Good Morning, God
We were in Ireland for almost two weeks and I’m still gathering my impressions and thoughts and trying to sort things out.
Right at the moment, God, I’m thinking that there really are always two sides. It is so easy to “take sides” and conclude that This Side or That Side is RIGHT.
Yes, I KNOW that I’ve known that for a long time, God. But I EXPERIENCED it in Ireland. And THAT changes everything. I went over feeling that the Irish had been wronged by the invading English. I guess I was thinking that THEREFORE they were right and the English Imperialists were wrong. I guess I had made that ALL right and ALL wrong.
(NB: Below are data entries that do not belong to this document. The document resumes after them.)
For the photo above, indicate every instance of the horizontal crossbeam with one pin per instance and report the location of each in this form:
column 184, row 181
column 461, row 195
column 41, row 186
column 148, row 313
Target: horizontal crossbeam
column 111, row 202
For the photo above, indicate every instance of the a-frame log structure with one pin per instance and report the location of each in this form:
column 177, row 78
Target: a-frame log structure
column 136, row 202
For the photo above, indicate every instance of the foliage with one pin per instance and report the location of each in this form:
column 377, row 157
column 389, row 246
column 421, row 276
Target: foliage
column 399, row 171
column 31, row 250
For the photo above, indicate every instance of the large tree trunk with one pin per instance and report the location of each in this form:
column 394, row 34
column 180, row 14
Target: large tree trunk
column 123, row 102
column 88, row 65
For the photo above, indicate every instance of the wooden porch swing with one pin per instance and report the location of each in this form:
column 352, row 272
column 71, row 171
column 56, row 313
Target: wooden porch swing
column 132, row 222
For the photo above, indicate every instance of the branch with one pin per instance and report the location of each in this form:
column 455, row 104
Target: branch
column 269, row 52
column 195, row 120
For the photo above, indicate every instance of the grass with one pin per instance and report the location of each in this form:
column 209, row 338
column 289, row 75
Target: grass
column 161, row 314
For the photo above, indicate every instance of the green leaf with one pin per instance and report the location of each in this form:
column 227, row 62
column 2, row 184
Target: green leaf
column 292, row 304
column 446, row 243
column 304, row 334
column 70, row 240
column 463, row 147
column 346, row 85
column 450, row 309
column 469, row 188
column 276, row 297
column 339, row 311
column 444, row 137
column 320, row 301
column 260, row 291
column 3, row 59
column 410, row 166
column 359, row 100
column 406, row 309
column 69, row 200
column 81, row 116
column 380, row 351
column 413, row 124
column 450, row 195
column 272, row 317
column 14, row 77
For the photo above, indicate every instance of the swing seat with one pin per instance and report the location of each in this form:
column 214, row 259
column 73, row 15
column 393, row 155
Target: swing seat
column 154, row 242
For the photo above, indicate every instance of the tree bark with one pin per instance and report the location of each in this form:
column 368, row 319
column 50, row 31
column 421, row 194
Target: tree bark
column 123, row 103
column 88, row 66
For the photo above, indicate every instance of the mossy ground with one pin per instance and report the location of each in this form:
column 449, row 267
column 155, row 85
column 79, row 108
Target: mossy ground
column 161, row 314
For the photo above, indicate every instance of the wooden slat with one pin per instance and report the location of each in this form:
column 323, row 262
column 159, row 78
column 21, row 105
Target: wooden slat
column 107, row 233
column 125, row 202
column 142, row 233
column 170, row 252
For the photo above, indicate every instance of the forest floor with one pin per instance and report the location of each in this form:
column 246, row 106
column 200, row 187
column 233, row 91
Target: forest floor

But, then, just tonight I remembered what Darien, our tour director, had said about how long it was that it was illegal to buy contraceptives in Ireland — at least into the 1970s or was it 1990s?. And I thought, SHOOT, I would have wanted to be part of Great Britain! I would not have wanted to be forced to join Ireland and not be free to exercise my beliefs.
Then too, I realized that I am not nearly as Right Brained as I thought I was. The rebellion of 1798 involved PIKES! Pikes against guns. Who was in charge of THAT ONE! So, I found my Left Brain making judgments — as the Left Brain is so good at doing. Now, it is so easy to leave it there. And I fear most of the time I do.
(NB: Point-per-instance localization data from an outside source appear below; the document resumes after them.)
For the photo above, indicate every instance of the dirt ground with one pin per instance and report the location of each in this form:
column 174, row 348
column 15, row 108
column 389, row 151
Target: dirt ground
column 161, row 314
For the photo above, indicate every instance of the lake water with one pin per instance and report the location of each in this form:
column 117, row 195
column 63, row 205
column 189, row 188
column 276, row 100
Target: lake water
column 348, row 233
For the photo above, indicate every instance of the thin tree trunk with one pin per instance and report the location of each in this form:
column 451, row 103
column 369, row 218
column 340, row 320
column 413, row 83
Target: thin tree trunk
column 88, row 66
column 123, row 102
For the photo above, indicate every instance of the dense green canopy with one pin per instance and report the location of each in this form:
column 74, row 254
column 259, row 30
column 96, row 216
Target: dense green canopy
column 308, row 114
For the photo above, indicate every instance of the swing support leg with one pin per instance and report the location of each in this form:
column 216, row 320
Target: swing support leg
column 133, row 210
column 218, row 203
But our tour director also talked about the months and years of negotiations that both sides had undertaken in Northern Ireland. That’s HARD work. I always think of that as begun by mothers. Indeed, I just read, God, that Betty Williams started a March for Peace after she witnessed the deaths of three children hit by a car driven by an IRA man shot by the police. She and Mairead Corrigan won the Noble Peace Prize for their work in 1976.
Ah, God, help me stop judging and work on understanding. Please, God, take away the certainty that I am ALL RIGHT. And help me not just SEE but FEEL the “other sides”. To HEAR without judging — ah, that is the True Work of the Heart.